Experiment Workflow

Every GridArena run follows the same deterministic pipeline. Each stage is logged and inspectable from the run detail page so experiments are fully reproducible. The pipeline is what makes GridArena an evaluation harness rather than an operational agent — see the LLM Tools Landscape for the broader context.

Methodology at a glance

The diagram below summarises the end-to-end methodology: a benchmark case (optionally perturbed) and a templated prompt feed a seeded LLM agent, whose structured action is validated, simulated, and rule-evaluated in parallel before metrics, counterfactual replays, perturbation outcomes, judge scores, and full provenance are persisted.

1. Configuration

A run starts from either a manual form (/new-run) or a preset. The configuration captures the benchmark case, model, sampling parameters (temperature, top_p, seed), the prompt template, and the evaluation mode (rule-based or simulation-based).

2. Enqueue

For batch executions, one run_execution job is enqueued per pending run. The job queue (Postgres-backed, lease + retry) ensures durability across worker restarts. Single runs execute synchronously through the same code path.

3. LLM call

The Edge Worker calls the configured LLM via the OpenAI API (using the server-side OPENAI_API_KEY secret) with the rendered prompt. A deterministic random_seed and fixed sampling parameters make the same input reproduce the same output (within provider tolerances).

4. Parsing

The raw response is parsed into a structured action ( scale_all_loads, set_generator_p_mw, line_outage) plus a target index and value. The parser version is recorded so logic changes are auditable.

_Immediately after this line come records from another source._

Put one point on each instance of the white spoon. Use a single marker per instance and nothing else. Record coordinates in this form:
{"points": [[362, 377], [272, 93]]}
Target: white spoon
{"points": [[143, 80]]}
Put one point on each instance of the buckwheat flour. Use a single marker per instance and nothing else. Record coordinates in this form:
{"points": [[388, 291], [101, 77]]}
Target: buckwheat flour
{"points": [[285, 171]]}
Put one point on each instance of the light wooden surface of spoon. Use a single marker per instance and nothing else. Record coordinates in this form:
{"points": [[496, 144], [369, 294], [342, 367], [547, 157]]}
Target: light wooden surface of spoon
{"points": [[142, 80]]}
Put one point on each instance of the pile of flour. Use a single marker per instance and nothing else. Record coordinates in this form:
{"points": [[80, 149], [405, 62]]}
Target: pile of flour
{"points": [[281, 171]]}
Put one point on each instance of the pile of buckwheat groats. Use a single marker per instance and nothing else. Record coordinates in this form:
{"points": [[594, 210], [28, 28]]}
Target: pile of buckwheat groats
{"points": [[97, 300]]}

5. Simulation & Evaluation

The action is applied to a fresh copy of the benchmark case. In simulation mode, GridArena calls the external PyPSA service (power flow on IEEE case5/14/30) or falls back to the bundled deterministic DC solver. Baseline and post-action violations are counted, feasibility is assessed, and the engine used is recorded on the evaluation row.

6. Persistence

Every artifact is stored: runs, run_metadata, run_prompt_logs, run_parse_results, run_recommendations, run_evaluations. RLS scopes everything to the authenticated user. Batches link to runs through batch_run_links.

7. Reporting

Run and batch reports render the full provenance tree, evaluation summary, and structured action. Exports (CSV / LaTeX / SVG) are one click away from any report view.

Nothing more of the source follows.